Le cas de Vibha est un cas classique de tuberculose résistante aux médicaments. Il y a deux ans, elle a eu une très mauvaise toux qui ne passait pas, et a été soignée par un médecin de son village, dans le Bihar. Après huit mois de traitement, la petite fille ne va pas mieux et la famille décide de déménager à Delhi ; le père de Vibha devient vendeur d’eau dans les rues grouillantes de la ville.

Ils habitent un logement d’une seule pièce, dans un bidonville surpeuplé de Delhi, où les familles nombreuses s’entassent dans de petits espaces mal aérés — des conditions propices à la propagation de l’infection. Vibha subit des examens médicaux et, lorsqu’il est établi qu’elle souffre d’une tuberculose multi-résistante — à la suite, probablement, du traitement inadapté qui lui a été donné au village — on lui prescrit un traitement médicamenteux de deuxième intention pendant deux ans.

À présent, Vibha se rend tous les matins dans un centre gratuit spécialisé dans le traitement de la tuberculose. Là, un infirmier s’assure qu’elle prend bien la poignée de pilules requises et elle doit subir une injection douloureuse. Après deux mois de cette thérapie, elle a finalement commencé à se sentir mieux.

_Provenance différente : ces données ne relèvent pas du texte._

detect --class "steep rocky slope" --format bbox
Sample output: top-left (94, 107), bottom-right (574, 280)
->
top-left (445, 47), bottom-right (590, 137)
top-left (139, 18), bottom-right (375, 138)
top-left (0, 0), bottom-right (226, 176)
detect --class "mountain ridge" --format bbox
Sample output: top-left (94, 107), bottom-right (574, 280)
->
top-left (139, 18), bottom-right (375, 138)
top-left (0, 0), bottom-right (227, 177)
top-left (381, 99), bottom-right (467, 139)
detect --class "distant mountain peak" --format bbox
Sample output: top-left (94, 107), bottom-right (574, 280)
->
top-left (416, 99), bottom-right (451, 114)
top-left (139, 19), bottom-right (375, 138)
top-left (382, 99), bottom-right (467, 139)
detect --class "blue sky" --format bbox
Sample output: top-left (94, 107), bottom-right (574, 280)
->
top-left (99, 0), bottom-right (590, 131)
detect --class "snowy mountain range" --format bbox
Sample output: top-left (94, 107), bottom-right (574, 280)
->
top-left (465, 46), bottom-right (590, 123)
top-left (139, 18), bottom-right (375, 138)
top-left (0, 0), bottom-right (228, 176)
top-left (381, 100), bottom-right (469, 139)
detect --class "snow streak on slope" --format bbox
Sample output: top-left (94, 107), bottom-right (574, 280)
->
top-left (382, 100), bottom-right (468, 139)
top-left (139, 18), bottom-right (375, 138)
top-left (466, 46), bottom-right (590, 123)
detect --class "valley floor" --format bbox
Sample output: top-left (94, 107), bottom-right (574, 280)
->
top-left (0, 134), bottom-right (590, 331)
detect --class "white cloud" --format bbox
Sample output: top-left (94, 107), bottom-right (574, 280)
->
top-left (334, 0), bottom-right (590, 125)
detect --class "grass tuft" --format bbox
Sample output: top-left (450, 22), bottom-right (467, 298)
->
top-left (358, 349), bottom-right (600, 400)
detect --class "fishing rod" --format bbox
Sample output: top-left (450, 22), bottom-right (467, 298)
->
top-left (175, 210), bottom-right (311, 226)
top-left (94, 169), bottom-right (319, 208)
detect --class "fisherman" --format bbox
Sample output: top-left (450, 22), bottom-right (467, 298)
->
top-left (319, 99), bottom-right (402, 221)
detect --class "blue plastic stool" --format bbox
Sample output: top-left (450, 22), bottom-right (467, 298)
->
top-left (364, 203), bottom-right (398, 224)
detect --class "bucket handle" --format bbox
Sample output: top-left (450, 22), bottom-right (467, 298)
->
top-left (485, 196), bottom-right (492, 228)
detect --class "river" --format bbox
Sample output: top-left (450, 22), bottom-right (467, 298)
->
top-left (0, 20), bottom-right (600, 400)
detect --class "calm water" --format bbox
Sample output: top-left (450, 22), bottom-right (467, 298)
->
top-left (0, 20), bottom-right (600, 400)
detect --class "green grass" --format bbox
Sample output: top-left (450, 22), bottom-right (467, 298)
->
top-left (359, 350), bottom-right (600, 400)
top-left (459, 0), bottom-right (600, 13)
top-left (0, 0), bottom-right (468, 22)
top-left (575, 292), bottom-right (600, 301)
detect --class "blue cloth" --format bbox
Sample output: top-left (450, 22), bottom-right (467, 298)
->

À eux seuls, les médicaments nécessaires au traitement efficace d’une tuberculose multi-résistante coûtent plusieurs milliers de dollars. Heureusement pour la famille de Vibha, ces frais sont pris en charge par le programme national de lutte contre la tuberculose. Avec cinq bouches à nourrir sur un maigre salaire, la famille peine à joindre les deux bouts et ne pourrait certainement pas se permettre de payer le traitement de la fillette.

De fait, étant donné l’ampleur des coûts de diagnostic et de traitement liés à la tuberculose multi-résistante, l’émergence de cette pathologie pose un défi redoutable au gouvernement indien. Selon l’Organisation mondiale de la Santé (OMS), il y aurait quelque 64 000 cas d’infection multi-résistante parmi les 1,5 million de cas recensés chaque année par le programme indien de lutte contre la tuberculose.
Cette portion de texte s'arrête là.